The panel didn’t shy away from the present. From Beyoncé’s Cowboy Carter to the Kendrick vs. Drake saga, we unpacked how art, identity, and ownership continue to intersect.

Beyoncé’s country crossover sparked a conversation about validation and visibility. Eric broke down how she intentionally bypassed Nashville’s “kiss the ring” politics, a bold move that redefined what inclusion can look like when you own your narrative. Dr. Wilson challenged us to think deeper about who decides cultural impact, questioning why Renaissance didn’t earn the same critical acknowledgment despite its reach.

When the topic turned to hip-hop “beefs,” JMo admitted he loves the competition but not the chaos. Eric reframed it as a creative tradition: a test of authenticity where artistry ultimately wins.

The Future

Each panelist saw hope ahead. JMo called for a return to real emotion in music: art that moves people more than algorithms. Eric predicted a future where Black creativity becomes fully “genre-less,” with artists like Kendrick and Beyoncé already leading the way.

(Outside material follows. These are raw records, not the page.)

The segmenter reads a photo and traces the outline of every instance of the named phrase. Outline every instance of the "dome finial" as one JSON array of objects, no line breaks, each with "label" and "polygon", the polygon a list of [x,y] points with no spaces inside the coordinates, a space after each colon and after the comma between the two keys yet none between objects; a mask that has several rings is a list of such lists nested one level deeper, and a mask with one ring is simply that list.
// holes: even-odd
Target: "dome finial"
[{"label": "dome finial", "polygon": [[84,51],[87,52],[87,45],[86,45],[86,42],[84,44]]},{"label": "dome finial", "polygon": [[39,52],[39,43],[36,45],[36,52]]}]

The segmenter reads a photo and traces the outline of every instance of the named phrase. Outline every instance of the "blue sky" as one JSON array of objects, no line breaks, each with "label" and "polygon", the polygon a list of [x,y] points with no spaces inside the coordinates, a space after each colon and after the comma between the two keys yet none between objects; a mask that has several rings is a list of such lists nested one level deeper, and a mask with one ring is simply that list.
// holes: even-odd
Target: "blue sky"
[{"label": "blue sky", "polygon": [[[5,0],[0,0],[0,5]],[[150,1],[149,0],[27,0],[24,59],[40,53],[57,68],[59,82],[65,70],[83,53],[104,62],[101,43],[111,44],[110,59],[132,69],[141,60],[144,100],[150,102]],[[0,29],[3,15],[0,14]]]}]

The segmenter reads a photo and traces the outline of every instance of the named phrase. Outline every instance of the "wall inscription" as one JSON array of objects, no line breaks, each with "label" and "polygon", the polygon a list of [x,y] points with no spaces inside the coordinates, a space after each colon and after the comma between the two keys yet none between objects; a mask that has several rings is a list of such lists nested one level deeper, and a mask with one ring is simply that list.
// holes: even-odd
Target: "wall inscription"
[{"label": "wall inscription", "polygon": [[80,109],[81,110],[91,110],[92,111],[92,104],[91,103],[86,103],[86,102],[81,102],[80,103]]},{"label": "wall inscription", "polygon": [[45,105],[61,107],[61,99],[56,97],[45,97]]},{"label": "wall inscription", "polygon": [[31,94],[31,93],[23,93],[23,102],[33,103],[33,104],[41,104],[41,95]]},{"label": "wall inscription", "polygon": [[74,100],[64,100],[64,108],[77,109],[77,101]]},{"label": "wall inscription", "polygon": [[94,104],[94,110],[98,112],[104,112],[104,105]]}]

Dr. Wilson ended on education, urging institutions to create space for all kinds of genius. He wondered aloud whether music schools would even accept someone like Kendrick Lamar, a Pulitzer Prize winner and one of our generation’s greatest storytellers. His point landed: the future of Black music should be expansive enough to hold every kind of brilliance.

A Reflection

Our music has always carried the stories of who we are: from the Jubilee Singers’ spirituals to hip-hop’s bold self-definition. Each era builds on the last, pushing culture forward.

That through-line is what Kinfolk stands for: creating spaces where Black culture is honored, challenged, and evolved in real time. Beats That Move the World was a mirror reflecting how far we’ve come, and a reminder that our rhythm, our innovation, and our truth continue to set the pulse for the world.